Katherine Alatalo, Carnegie Observatories

Modern day galaxies are found to be in a bimodal distribution, both in terms of their morphologies, and in terms of their colors, and these properties are inter-related. In color space, there is a genuine dearth of intermediate colored galaxies, which has been taken to mean that the transition a galaxy undergoes to transform must be rapid. I will discuss two such pathways galaxies take to rapidly transform from vibrant, blue spirals into quiescent, red elliptical and lenticulars, in particular, through the lens of the molecular gas. This includes the ways in which (1) AGN feedback (one of the proposed transformation mechanisms) and (2) constant harassment within compact groups can impact an environment that is rich in molecular gas, rendering it unable to form stars. I discuss new observations that have shown this phenomenon (as well as potential recipes to identify more of these objects), as well as the implications that these mechanisms have for galaxy evolution.

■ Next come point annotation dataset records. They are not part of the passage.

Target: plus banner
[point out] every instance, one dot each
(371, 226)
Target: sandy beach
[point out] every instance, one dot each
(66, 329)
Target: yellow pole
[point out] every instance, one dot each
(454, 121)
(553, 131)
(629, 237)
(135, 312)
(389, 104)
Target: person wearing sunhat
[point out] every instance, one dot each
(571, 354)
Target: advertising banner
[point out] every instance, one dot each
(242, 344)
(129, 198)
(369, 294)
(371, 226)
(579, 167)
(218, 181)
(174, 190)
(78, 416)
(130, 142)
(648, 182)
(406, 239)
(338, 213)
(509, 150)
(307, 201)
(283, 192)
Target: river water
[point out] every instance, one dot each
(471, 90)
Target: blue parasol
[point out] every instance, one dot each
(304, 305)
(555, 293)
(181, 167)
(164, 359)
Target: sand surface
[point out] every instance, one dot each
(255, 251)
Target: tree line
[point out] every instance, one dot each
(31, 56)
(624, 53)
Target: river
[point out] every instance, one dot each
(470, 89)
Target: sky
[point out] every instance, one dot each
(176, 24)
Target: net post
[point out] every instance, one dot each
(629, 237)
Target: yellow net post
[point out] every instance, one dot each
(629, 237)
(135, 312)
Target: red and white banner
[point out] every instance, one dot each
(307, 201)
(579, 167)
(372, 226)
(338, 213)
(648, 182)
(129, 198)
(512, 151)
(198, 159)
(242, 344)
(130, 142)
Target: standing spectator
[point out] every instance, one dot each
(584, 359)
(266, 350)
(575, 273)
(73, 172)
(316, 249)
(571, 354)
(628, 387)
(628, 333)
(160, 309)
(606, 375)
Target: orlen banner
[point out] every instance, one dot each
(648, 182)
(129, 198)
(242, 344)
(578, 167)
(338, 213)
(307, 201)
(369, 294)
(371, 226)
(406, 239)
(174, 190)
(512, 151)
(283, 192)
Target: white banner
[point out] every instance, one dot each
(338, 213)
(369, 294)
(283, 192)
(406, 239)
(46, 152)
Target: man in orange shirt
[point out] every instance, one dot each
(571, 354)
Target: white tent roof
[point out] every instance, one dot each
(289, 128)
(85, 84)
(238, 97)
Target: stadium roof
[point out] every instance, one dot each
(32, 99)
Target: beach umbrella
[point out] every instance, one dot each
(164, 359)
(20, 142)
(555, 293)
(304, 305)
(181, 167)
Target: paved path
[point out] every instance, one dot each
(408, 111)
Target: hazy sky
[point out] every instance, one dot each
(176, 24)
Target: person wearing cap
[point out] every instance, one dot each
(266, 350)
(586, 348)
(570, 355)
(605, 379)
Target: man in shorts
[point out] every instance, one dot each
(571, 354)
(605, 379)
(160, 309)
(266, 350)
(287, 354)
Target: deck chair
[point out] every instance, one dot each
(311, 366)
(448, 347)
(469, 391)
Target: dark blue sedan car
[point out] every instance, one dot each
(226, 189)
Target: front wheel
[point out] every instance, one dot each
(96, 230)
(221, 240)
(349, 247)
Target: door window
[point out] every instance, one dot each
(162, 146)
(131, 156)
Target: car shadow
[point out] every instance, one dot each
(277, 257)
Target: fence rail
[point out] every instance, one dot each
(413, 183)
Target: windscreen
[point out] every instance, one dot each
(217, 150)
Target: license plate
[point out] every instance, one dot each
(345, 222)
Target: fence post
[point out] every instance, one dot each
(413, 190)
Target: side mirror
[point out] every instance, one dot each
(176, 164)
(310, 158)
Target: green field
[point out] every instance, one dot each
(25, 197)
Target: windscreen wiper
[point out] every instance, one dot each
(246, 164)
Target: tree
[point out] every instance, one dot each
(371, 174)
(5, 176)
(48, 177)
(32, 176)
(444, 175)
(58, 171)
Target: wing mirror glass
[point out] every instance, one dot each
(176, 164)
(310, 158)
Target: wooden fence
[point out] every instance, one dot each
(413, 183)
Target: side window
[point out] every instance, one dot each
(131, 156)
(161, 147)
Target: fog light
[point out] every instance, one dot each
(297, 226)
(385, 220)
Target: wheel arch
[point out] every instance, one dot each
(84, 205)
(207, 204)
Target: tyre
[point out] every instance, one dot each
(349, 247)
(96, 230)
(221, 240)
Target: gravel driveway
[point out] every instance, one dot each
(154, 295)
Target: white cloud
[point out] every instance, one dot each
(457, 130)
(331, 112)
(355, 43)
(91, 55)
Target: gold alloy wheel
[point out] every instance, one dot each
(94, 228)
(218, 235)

Aaron Parsons, University of California, Berkeley

Since it was first proposed nearly two decades ago, measuring 21cm emission from neutral hydrogen in our early universe has tantalized us as a powerful probe of both cosmology and astrophysics. While the science case for 21cm cosmology, particularly during the Epoch of Reionization, is well established, the technical path toward measuring this signal has been more problematic. PAPER has recently distanced itself from its competitors, applying major technical breakthroughs to set the first physically meaningful upper limits on 21cm emission during reionization, and improving those limits a year later to show the presence of significant early heating. Even as PAPER's final season is under analysis, we are re-tooling our array to become HERA. New 14-m dishes are replacing PAPER's smaller elements, giving HERA the sensitivity to drive beyond the detection phase of 21cm cosmology, into the exciting era of data-driven modeling. The results will revolutionize our understanding of galaxy and star formation and even improve upon CMB cosmology.